Risk–Benefit: Weighing Maternal vs. Fetal Outcomes

Risks of Untreated Depression

Data show untreated depression in pregnancy is linked to:

• Preterm birth
• Low birth weight
• Poor prenatal self-care
• Increased risk of postpartum depression—often more severe than antenatal depression.

These underscore the critical need for effective maternal treatment strategies.

Risks of Antidepressants

• Birth Defects: Small absolute increases, mostly with paroxetine, not all SSRIs.
• PPHN: Transient risk signals, lacking consistent evidence when adjusted for confounders.
• Neonatal adaptation syndrome: Largely mild—resolves often within 48 hours.
• Neurodevelopment: Inconsistent data; any potential effects require disentangling maternal illness, genetics, and environment.

Did the FDA Mislead?

Ultimately, the answer hinges on interpretation:

• Yes, if one thinks the FDA’s previous letter‑category system and cautious early framing fostered false reassurance.
• No, if one believes the agency has reasonably reflected evolving data and emphasized maternal health while avoiding unnecessary panic.

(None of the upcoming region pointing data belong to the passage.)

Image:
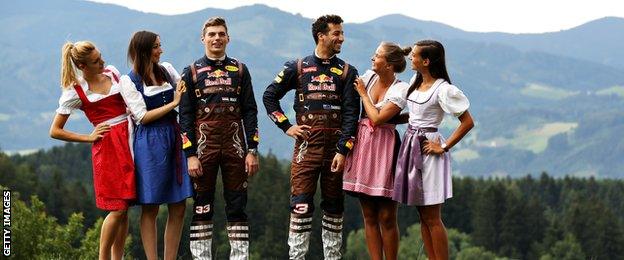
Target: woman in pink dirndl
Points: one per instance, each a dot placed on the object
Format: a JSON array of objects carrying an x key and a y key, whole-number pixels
[
  {"x": 423, "y": 171},
  {"x": 369, "y": 169}
]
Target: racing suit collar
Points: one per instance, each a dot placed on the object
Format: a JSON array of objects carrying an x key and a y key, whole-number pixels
[
  {"x": 323, "y": 61},
  {"x": 208, "y": 60}
]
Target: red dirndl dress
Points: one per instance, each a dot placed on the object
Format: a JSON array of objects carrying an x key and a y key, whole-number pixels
[{"x": 113, "y": 166}]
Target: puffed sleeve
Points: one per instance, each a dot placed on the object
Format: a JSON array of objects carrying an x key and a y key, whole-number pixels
[
  {"x": 397, "y": 94},
  {"x": 452, "y": 100},
  {"x": 133, "y": 98},
  {"x": 368, "y": 75},
  {"x": 113, "y": 70},
  {"x": 68, "y": 101},
  {"x": 175, "y": 76}
]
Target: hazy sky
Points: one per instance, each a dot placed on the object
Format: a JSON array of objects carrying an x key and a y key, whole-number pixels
[{"x": 513, "y": 16}]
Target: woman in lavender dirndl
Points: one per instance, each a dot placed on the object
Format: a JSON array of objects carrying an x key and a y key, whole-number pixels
[
  {"x": 423, "y": 172},
  {"x": 369, "y": 169}
]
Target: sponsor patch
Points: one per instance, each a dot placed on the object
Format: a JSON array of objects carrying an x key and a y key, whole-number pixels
[
  {"x": 277, "y": 79},
  {"x": 218, "y": 82},
  {"x": 233, "y": 68},
  {"x": 335, "y": 70},
  {"x": 331, "y": 107},
  {"x": 322, "y": 79},
  {"x": 256, "y": 137},
  {"x": 186, "y": 143},
  {"x": 322, "y": 87},
  {"x": 207, "y": 68},
  {"x": 217, "y": 74},
  {"x": 349, "y": 144},
  {"x": 279, "y": 117},
  {"x": 309, "y": 69}
]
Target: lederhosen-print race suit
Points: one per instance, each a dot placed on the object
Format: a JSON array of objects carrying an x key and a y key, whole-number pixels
[
  {"x": 326, "y": 101},
  {"x": 218, "y": 114}
]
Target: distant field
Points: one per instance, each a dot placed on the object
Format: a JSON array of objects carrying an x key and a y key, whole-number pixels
[
  {"x": 617, "y": 90},
  {"x": 463, "y": 155},
  {"x": 534, "y": 140},
  {"x": 547, "y": 92}
]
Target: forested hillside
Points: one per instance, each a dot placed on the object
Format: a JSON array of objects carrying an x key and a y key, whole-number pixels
[
  {"x": 542, "y": 102},
  {"x": 533, "y": 217}
]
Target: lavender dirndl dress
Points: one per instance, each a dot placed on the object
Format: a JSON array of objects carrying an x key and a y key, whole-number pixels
[{"x": 426, "y": 179}]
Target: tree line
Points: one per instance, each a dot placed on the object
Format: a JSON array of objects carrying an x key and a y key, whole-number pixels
[{"x": 533, "y": 217}]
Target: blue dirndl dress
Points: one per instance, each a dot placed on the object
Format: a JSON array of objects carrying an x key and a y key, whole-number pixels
[{"x": 160, "y": 163}]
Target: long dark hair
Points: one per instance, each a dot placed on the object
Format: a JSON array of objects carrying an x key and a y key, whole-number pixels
[
  {"x": 140, "y": 53},
  {"x": 434, "y": 51}
]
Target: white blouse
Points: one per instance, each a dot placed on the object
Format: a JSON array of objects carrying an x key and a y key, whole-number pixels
[
  {"x": 69, "y": 100},
  {"x": 153, "y": 90},
  {"x": 427, "y": 108},
  {"x": 396, "y": 92}
]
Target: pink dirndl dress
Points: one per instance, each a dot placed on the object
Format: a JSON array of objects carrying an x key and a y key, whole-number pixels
[{"x": 369, "y": 169}]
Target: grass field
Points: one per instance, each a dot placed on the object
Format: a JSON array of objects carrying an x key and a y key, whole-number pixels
[
  {"x": 547, "y": 92},
  {"x": 532, "y": 139},
  {"x": 617, "y": 90}
]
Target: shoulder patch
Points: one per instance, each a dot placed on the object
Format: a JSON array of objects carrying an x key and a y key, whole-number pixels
[
  {"x": 336, "y": 71},
  {"x": 231, "y": 68}
]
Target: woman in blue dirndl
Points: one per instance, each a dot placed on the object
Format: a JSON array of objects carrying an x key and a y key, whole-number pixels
[{"x": 161, "y": 169}]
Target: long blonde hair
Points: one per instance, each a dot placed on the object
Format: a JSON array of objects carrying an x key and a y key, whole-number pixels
[{"x": 71, "y": 55}]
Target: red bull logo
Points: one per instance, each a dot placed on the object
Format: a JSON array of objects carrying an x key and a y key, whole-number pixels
[
  {"x": 322, "y": 79},
  {"x": 217, "y": 74},
  {"x": 349, "y": 144}
]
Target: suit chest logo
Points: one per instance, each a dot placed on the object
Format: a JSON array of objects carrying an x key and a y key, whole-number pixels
[
  {"x": 322, "y": 83},
  {"x": 218, "y": 78}
]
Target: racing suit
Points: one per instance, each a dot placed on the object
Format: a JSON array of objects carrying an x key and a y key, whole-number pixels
[
  {"x": 217, "y": 114},
  {"x": 325, "y": 100}
]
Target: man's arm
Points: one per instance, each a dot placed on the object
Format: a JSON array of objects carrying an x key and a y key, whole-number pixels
[
  {"x": 350, "y": 113},
  {"x": 283, "y": 82},
  {"x": 249, "y": 110},
  {"x": 188, "y": 107}
]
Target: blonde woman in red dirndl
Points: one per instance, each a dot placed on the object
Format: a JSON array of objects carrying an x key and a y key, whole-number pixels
[{"x": 95, "y": 89}]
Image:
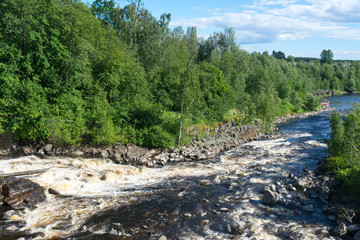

Regardless, key points emerge:

1. FDA’s early communications were incomplete, but should not be seen as deceitful.
2. Modern labeling (PLLR) is robust, yet may not reach all clinicians or patients—risking gaps in informed consent.
3. Present ambiguity stem from emerging evidence, not necessarily agency bias.

FDA’s Next Moves Post‑July 2025 Meeting

While no official changes have been released, the meeting signals:

• Possible stricter labeling for SSRIs if risk signals solidify.
• Greater emphasis on real-world data tracking via pregnancy registries.
• Potential development of comprehensive decision aids or tools for clinicians to guide risk–benefit discussions in “real time.”

Practical Guidance for Clinicians & Patients

1. Preconception Planning: Discuss mental health history and SSRI risks before pregnancy begins.
2. Careful Monitoring: If SSRIs continue, choose those with favorable safety profiles (e.g. sertraline, citalopram) and lowest effective dose.
3. Non‑Drug Strategies: Integrate therapy, lifestyle, and social support—particularly in mild-to-moderate cases.
4. Informed Consent: Provide up‑to‑date data: birth‑defect risks, neonatal syndrome probabilities, maternal relapse risks.
5. Postnatal Follow‑Up: Evaluate infant adaptation; offer pediatric check-ins and maternal support.

Conclusion

Did the FDA mislead? Not deliberately—but framing and clarity matters. Historically, limited categorization may have imparted false reassurance, while modern guidance is more nuanced—but not always understood or applied. The July 2025 FDA panel highlights intensifying pressure to revisit SSRI labeling and patient counseling frameworks.

Psychiatrists now stress one central principle: pregnancy therapy decisions are deeply personal, requiring:

• Awareness of both direct risks to the fetus and the potential harm of untreated maternal depression.
• Clinicians who are transparent, empathetic, and current in guidance.
• Balanced, data-informed narratives—neither panicky nor complacent.

Ultimately, the goal is to empower pregnant women with full, balanced information—so that each can make choices aligned with her values, health needs, and support systems.